• January 16, 2021

    How Having a Sonicwall Firewall Installed Can Protect Against Hackers

    You’ve seen the headlines — US Suffered Massive Cybersecurity Breach Worst-Ever US Government Cyberattack.  You may have even paused long enough to read beyond the headlines. Now is the time to think about having  a sonicwall and firewall installed.

    That’s not exactly true.  Your business may not be the target of an elaborate attack, but there are plenty of insights to be gained from a more in-depth look at SolarWind’s Sunburst Vulnerability.

    What Happened?

    SolarWind offers network monitoring tools that help detect, diagnose, and resolve network performance problems and outages.  Its monitoring solutions are used by numerous US Government Agencies as well as large multi-national corporations to ensure their networks perform as optimally as possible.  Like many software providers, SolarWind offers automatic updates.

    SolarWind maintains a server that stores its updates.  Customers may request updates from the server and install them manually, or they can have the updates downloaded and installed automatically.  Hackers were able to compromise SolarWind’s update server and place malicious code in the updates.  The code gave the bad actors remote access to any network running the compromised update.

    Based on initial assessments, the attack began in March of 2020. Still, it was not discovered until December, when FireEye, a cybersecurity firm, conducted an internal investigation into a breach of its system.  During this investigation, FireEye determined that hackers gained remote access to its network through the malicious code embedded in SolarWind’s updates.

    What Can We Learn?

    SolarWind’s compromise was an example of a supply chain attack, where hackers exploit a vulnerability in one system to compromise other organizations.  Part of the success of a supply chain attack rests with the traditional cybersecurity mindset that everything inside a network is secure.  In other words, companies would fortify the perimeter of their networks, assuming everything inside the walls was secure.  In today’s environment, boundaries are more porous, and it’s not as simple as an us-versus-them approach to cybersecurity.

    Trust No One

    Zero Trust Architecture is a cybersecurity model that assumes that every user, application, or resource is a potential hacker.  It uses hardware and software to ensure that the entity requesting access has permission.  Part of a zero-trust framework is micro-segmenting and least-privileged access, making it more difficult for users to move inside as well as outside the network.

    Many organizations implement some form of “whitelisting,” where specific applications, URLs, or static IP addresses do not go through the established scanning or protection protocols.  Software updates from a trusted source such as SolarWind would fall within the category.

    Use Best Practices

    The National Institute of Standards and Technology issued a special publication 800-171, which proposes a cybersecurity framework for non-federal organizations.  It’s intended to provide best practices for cybersecurity.  For example, NIST 800-171 Section 3.4 discusses the importance of proper firewall configuration and management, including the use of black-and-white-listing.

    Investigations are still underway regarding the precise nature of the SolarWind breach; however, it has been suggested that the front-facing update server was compromised.  Given that the NIST 800-171 was published in February of 2020, it’s unlikely that SolarWind had adopted any of NIST’s security recommendations.

    Review Update Policies

    Managing software updates for an enterprise can be challenging.  Should updates be downloaded automatically?  If so, should they be segmented from the rest of the network until scanned?  Should updates be installed automatically without checking for possible compromises?  Most SolarWind clients who were infiltrated allowed updates to be downloaded and installed without manual intervention.

    While the automatic updating of software applications is common practice, more companies need to revisit their policies given the SolarWind incident.  Cybersecurity has multiple layers that must be analyzed to ensure that no vulnerabilities are exposed.  Partial implementation can lead to system compromises.

    Remember Everyone is a Target

    Many companies do not see themselves as possible targets.  They consider their virtual assets of little value to hackers.  For cybercriminals, size doesn’t matter.  Even a few records with confidential or personal information can be sold on the dark web.  Cybercrime has grown into a criminal network, where organized crime groups perform 55% of all attackers.

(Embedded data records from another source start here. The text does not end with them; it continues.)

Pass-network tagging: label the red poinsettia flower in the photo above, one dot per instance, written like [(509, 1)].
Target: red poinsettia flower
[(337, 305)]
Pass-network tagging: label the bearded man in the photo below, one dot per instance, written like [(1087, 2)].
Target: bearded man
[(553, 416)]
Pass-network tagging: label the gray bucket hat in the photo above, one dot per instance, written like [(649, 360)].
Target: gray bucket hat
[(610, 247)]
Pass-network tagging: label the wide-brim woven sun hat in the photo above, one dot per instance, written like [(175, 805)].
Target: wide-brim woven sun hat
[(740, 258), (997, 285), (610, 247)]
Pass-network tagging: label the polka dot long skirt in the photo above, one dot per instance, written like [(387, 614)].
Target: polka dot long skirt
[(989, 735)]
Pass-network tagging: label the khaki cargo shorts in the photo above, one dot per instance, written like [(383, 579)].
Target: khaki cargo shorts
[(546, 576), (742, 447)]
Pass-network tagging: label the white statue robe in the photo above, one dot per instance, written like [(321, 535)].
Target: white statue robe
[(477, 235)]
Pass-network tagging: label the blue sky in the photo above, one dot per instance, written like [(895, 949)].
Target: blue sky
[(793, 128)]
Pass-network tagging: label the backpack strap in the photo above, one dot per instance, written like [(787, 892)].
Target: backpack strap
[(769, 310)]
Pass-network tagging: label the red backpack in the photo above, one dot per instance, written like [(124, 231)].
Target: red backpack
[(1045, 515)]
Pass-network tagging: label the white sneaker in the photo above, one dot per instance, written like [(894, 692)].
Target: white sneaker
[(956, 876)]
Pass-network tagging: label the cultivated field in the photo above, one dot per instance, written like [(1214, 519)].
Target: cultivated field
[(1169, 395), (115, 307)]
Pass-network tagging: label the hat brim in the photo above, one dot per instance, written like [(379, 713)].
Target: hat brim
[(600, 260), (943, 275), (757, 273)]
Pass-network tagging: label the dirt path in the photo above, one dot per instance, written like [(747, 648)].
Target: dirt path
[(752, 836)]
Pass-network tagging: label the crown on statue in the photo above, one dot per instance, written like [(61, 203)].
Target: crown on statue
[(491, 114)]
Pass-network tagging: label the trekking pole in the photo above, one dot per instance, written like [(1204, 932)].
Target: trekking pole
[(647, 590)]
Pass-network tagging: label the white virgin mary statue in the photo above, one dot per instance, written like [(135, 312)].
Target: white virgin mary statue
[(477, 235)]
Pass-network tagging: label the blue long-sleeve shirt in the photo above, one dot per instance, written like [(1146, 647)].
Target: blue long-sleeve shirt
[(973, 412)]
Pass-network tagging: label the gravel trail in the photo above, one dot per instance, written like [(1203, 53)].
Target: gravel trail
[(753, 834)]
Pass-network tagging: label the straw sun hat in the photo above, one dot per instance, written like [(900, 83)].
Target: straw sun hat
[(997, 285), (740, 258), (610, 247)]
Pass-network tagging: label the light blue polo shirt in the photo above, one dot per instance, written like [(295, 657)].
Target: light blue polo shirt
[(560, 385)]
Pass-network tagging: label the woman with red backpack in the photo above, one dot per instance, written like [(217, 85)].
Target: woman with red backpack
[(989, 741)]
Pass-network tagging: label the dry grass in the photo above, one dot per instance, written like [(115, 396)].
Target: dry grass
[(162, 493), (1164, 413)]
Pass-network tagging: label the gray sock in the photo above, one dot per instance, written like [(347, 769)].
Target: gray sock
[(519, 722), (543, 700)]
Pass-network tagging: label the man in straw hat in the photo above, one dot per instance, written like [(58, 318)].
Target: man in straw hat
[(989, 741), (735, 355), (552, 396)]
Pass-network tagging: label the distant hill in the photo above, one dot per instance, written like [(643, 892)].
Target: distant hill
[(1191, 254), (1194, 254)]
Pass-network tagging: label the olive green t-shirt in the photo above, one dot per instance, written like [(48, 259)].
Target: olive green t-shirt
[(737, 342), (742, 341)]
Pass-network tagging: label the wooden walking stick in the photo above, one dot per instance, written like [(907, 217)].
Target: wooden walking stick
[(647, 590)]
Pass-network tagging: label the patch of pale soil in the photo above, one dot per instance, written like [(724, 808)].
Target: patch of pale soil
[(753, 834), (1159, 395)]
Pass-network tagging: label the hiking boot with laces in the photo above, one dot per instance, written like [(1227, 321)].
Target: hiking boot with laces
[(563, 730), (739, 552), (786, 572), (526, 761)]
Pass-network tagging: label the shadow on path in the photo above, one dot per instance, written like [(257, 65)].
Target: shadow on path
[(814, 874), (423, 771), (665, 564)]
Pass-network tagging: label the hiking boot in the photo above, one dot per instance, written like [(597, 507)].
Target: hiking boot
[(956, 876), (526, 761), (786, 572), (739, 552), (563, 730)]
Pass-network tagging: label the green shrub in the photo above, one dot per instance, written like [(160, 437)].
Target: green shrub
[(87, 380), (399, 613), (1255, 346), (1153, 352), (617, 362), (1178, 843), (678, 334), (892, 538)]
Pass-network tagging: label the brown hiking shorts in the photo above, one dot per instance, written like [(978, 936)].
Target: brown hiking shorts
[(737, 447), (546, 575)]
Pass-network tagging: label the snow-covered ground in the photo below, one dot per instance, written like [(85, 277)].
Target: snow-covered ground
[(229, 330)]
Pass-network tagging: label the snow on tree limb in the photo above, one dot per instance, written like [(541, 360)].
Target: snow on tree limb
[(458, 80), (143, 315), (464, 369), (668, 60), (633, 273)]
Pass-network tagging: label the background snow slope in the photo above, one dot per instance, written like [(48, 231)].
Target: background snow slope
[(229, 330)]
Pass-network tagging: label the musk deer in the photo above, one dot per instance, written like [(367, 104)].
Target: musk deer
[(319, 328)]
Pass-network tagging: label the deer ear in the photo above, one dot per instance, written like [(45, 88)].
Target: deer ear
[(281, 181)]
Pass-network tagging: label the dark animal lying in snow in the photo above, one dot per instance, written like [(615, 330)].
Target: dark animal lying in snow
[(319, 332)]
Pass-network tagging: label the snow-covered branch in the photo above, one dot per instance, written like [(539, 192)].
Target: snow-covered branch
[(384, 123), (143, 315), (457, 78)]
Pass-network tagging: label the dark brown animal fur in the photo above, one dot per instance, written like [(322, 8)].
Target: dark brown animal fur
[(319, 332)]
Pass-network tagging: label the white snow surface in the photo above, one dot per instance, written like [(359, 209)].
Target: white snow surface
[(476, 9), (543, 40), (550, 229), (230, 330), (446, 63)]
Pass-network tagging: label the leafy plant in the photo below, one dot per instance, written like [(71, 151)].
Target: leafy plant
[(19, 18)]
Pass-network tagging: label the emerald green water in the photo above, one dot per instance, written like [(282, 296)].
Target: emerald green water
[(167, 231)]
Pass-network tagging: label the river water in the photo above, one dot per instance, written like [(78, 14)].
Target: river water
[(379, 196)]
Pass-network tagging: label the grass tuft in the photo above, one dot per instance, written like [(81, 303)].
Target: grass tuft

    How do SonicWall’s Firewalls Protect Against Attacks?

    Firewalls are the first line of defense for most organizations, but firewalls are not created equal.  Some firewalls focus on keeping malware out.  Others watch traffic in and out of a system.  SonicWall’s series of firewalls offers features to meet rigorous cybersecurity standards.  Depending on the specific firewall, SonicWall’s solutions provide a range of features to protect data from inside and outside a network’s perimeter.

    Traffic Controls

    SonicWall’s solutions provide the following features to control traffic and protect digital assets.

    • Antivirus tools for scanning and quarantining digital materials
    • White- and black-listing of URLs
    • Antispam filters to protect against email spam
    • Content filters based on file extensions
    • Web filter based on the website address
    • Intrusion capabilities to prevent and detect unauthorized access

    With these tools, organizations can control the movement of traffic to and from network locations.

    Data Analysis

    SonicWall’s firewalls capture data for all firewall functions.  They store the information, including incidents and user activity, for analysis.  The results can be displayed on a customizable dashboard.  The data can be used to create reports or to provide a visual representation of data.

    Firewall Configuration

    How a firewall operates depends on its configuration.  SonicWall’s firewalls installed will enable network administrators to perform the following:

    • Customize network access rules and workflows.
    • Customize rules to meet compliance requirements.
    • Create application-level proxies to apply security mechanisms while concealing client networks.
    • Determine the maximum number of connections that can be tracked and secured.

    Once installed, SonicWall’s products can be configured to address the most robust security requirements.

    Traffic Monitoring

    SonicWall’s line of firewalls does more than monitor traffic going through the device.  The firewalls can be configured to:

    • Perform load balancing to ensure even distribution of resources.
    • Monitor traffic to scale workloads to match traffic.
    • Detects variations in user access, traffic flows, and standard operations.

    Resource management helps protect against unauthorized activities.  When systems do not perform as designed, they increase the number of possible vulnerabilities.

    Added Functionality

    SonicWall provides added features that can help secure a company’s network.

    • Virtual Private Network (VPN).  Provides a virtualized network.
    • URL Filtering.  Provides tools to control traffic to match firewall policies.
    • Availability.  Provides distributed configuration options to minimize network failure and ensure business continuity.

    With a SonicWall firewall installed and properly configured, an organization is protected even against supply chain attacks.

    How NOT to Be Headline News

    What do Target, Equifax, and Capital One have in common?  They made headlines because of a security breach.  SolarWind recently made headlines in the cybersecurity world because it was an unprecedented supply chain attack, the scope of which is still under investigation.

    One way to ensure your company’s name isn’t part of the next cyberattack headline is to install a SonicWall firewall.  Their solutions are designed to scale from a small business to a multi-firewalled enterprise.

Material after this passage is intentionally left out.